Zheng-Chong / CatVTON

CatVTON is a simple and efficient virtual try-on diffusion model with 1) Lightweight Network (899.06M parameters totally), 2) Parameter-Efficient Training (49.57M parameters trainable) and 3) Simplified Inference (< 8G VRAM for 1024X768 resolution).
Other
951 stars 114 forks source link

Training Issue (Implemented with SDXL Inpainting as base model) - Unable to obtain good outputs even when loss is converging #65

Open badhri-suresh opened 1 month ago

badhri-suresh commented 1 month ago

I implemented the CatVTON approach with SDXL Inpainting as the base model including DREAM. And the loss curve looks good & drops to ~0.001 after several epochs. However, the resulting images are just noise in the shape of the person. I also tried applying noise to "Unmasked person + garment condition" instead of Masked and the results were a little bit better, but still just noise. Apart from this, I also trained (i) Entire UNet and (ii) Only Attention parameters and the results are provided below.

Training curve

image

Approach based on CatVTON Paper (DREAM training + VITON HD data + SDXL Inpainting )

  1. Entire UNet parameters trained

image

  1. Attention parameters only trained

image

As you can see, the outputs are filled with noise even when the loss is converging. Can you please provide some insights into why this is occurring? Since the UNet of SDXL isn't drastically different from that of SD 1.5, I don't understand what's causing these issues. @Zheng-Chong Any feedback or suggestion is appreciated!

Zheng-Chong commented 1 month ago

We also conducted experiments on SDXL, but SDXL does not have an official inpainting model. The SDXL Inpainting model of DIffusers is defective, so if Refiner is not used, the final result is slightly worse than that on SD1.5.But it does not only output noise. If your training is correct, maybe there is a problem with your inference code, which makes the inference result completely unable to be presented normally.

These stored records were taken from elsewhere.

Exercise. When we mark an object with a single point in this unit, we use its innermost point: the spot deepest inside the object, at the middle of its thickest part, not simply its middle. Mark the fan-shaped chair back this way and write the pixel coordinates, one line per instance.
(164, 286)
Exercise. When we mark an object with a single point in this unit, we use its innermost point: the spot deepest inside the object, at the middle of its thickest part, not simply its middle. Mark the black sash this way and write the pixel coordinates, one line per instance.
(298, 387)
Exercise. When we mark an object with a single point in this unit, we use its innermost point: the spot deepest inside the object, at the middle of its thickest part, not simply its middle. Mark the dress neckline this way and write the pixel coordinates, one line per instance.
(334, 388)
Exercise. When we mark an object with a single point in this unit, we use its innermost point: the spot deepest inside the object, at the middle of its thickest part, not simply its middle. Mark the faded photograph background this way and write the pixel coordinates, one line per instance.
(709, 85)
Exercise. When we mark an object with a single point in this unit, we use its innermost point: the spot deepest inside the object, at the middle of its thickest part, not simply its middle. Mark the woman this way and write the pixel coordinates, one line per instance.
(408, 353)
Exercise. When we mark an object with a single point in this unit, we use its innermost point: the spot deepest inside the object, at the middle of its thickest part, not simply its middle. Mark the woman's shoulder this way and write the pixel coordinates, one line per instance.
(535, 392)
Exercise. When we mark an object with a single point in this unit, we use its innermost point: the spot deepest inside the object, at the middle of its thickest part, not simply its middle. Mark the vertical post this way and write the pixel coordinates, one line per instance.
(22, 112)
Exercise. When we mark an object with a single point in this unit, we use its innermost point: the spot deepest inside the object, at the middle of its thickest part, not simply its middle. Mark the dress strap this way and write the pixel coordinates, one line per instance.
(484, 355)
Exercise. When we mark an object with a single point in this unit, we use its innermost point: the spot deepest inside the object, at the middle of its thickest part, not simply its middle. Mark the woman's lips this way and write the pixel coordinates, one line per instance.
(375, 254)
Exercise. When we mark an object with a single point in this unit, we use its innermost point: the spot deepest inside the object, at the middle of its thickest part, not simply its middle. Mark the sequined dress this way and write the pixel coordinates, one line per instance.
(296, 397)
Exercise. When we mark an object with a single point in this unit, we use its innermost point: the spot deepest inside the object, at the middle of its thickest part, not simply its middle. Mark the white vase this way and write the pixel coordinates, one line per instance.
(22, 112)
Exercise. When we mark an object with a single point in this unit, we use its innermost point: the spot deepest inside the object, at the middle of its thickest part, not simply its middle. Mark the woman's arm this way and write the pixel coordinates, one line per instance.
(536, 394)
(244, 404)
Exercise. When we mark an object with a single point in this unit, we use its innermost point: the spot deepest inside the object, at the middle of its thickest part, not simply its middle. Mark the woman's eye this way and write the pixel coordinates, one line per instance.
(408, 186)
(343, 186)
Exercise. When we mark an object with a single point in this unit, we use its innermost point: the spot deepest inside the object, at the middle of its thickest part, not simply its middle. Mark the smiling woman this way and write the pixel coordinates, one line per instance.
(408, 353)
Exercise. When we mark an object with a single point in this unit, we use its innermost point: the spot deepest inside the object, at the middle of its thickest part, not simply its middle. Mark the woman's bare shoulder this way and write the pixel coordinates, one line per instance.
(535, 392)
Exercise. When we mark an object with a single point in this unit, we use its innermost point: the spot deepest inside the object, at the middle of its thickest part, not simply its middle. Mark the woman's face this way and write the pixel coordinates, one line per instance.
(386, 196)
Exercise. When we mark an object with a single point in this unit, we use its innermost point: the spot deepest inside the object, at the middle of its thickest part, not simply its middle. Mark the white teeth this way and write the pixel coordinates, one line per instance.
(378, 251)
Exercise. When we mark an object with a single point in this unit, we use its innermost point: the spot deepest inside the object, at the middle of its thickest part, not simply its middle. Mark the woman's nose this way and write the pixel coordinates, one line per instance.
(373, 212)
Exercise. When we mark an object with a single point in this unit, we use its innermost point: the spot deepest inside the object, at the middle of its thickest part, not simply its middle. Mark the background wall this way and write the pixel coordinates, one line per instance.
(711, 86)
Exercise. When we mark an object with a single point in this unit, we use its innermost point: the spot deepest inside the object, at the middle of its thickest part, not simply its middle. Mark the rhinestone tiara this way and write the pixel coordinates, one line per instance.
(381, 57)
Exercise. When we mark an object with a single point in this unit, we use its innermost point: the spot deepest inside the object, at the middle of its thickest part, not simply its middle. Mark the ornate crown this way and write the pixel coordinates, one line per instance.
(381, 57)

badhri-suresh commented 1 month ago

This is the inference code that I used, mostly taken from your pipeline.py. Could you please let me know if there are any obvious issues with it?

with tqdm.tqdm(total=num_inference_steps) as progress_bar:
    for i, t in enumerate(timesteps):
        # Conditional logic for classifier-free guidance
        non_inpainting_latent_model_input = (
            torch.cat([latents] * 2) if do_classifier_free_guidance else latents   

        )

        # Prepare inputs for inpainting model
        non_inpainting_latent_model_input = self.noise_scheduler.scale_model_input(
            non_inpainting_latent_model_input, t
        )
        non_inpainting_latent_model_input = non_inpainting_latent_model_input.to(self.device)
        mask_latent_concat = mask_latent_concat.to(self.device)
        masked_latent_concat = masked_latent_concat.to(self.device)
        inpainting_latent_model_input = torch.cat(
            [non_inpainting_latent_model_input, mask_latent_concat, masked_latent_concat], dim=1
        )
        inpainting_latent_model_input = inpainting_latent_model_input.to(self.device)

        # Prepare additional conditions for UNet
        unet_added_conditions = {"time_ids": add_time_ids}
        # add_time_ids : [1024,1024,0,0,1024,1024]
        unet_added_conditions.update({"text_embeds": pooled_prompt_embeds})
        # pooled_prompt_embeds : torch.zeros(1,77,1280)

        # Predict noise residual with UNet
        noise_pred = self.unet(
            inpainting_latent_model_input,
            t.to(self.device),
            encoder_hidden_states=None,  # FIXME
            added_cond_kwargs=unet_added_conditions,
            return_dict=False,
        )[0]

        # Guidance for classifier-free guidance
        if do_classifier_free_guidance:
            noise_pred_uncond, noise_pred_text = noise_pred.chunk(2)
            noise_pred = noise_pred_uncond + guidance_scale * (
                noise_pred_text   
 - noise_pred_uncond
            )

        # Compute  previous noisy sample
        latents = self.noise_scheduler.step(
            noise_pred, t, latents, **extra_step_kwargs
        ).prev_sample

        # Update progress bar with conditional logic
        if i == len(timesteps) - 1 or (
            (i + 1) > num_warmup_steps and (i + 1) % self.noise_scheduler.order == 0
        ):
            progress_bar.update()

    # Decode final latents
    latents_temp = latents.split(latents.shape[concat_dim] // 2, dim=concat_dim)[0]
    latents_temp = (1 / self.vae.config.scaling_factor) * latents_temp
    image = self.vae.decode(latents_temp.to(self.device, dtype=self.weight_dtype)).sample

    # Final decoded images
    decoded_images = (image / 2 + 0.5).clamp(0, 1)

A few things I would like to get verified

  1. I use init_adapter & get_trainable_modules to obtain the attn parameters to train. I then by-pass the cross attention summation inside BasicTransformer Block. And finally, I pass in torch.zeroes() in place of pooled_prompt_embeds. I am assuming this will reproduce what you proposed in the paper. Could you please confirm?

  2. Second, I'm not doing any augmentation as of now and therefore, I set the time_ids as [1024,1024,0,0,1024,1024] for each sample and I assume this shouldn't be an issue. But would appreciate if you can confirm.

  3. And finally, I only trained it on 128 samples for a few epochs, just to try and overfit it on fewer number of samples to ensure proper learning. But since the loss converges and images are just noise, I assumed scaling up the data & number of epochs wouldn't help. Could you please share your thoughts on this? Thanks

ApolloRay commented 1 month ago

I implemented the CatVTON approach with SDXL Inpainting as the base model including DREAM. And the loss curve looks good & drops to ~0.001 after several epochs. However, the resulting images are just noise in the shape of the person. I also tried applying noise to "Unmasked person + garment condition" instead of Masked and the results were a little bit better, but still just noise. Apart from this, I also trained (i) Entire UNet and (ii) Only Attention parameters and the results are provided below.

Training curve

image

Approach based on CatVTON Paper (DREAM training + VITON HD data + SDXL Inpainting )

  1. Entire UNet parameters trained

image

  1. Attention parameters only trained

image

As you can see, the outputs are filled with noise even when the loss is converging. Can you please provide some insights into why this is occurring? Since the UNet of SDXL isn't drastically different from that of SD 1.5, I don't understand what's causing these issues. @Zheng-Chong Any feedback or suggestion is appreciated!

Have you try your training code in SD1.5 ?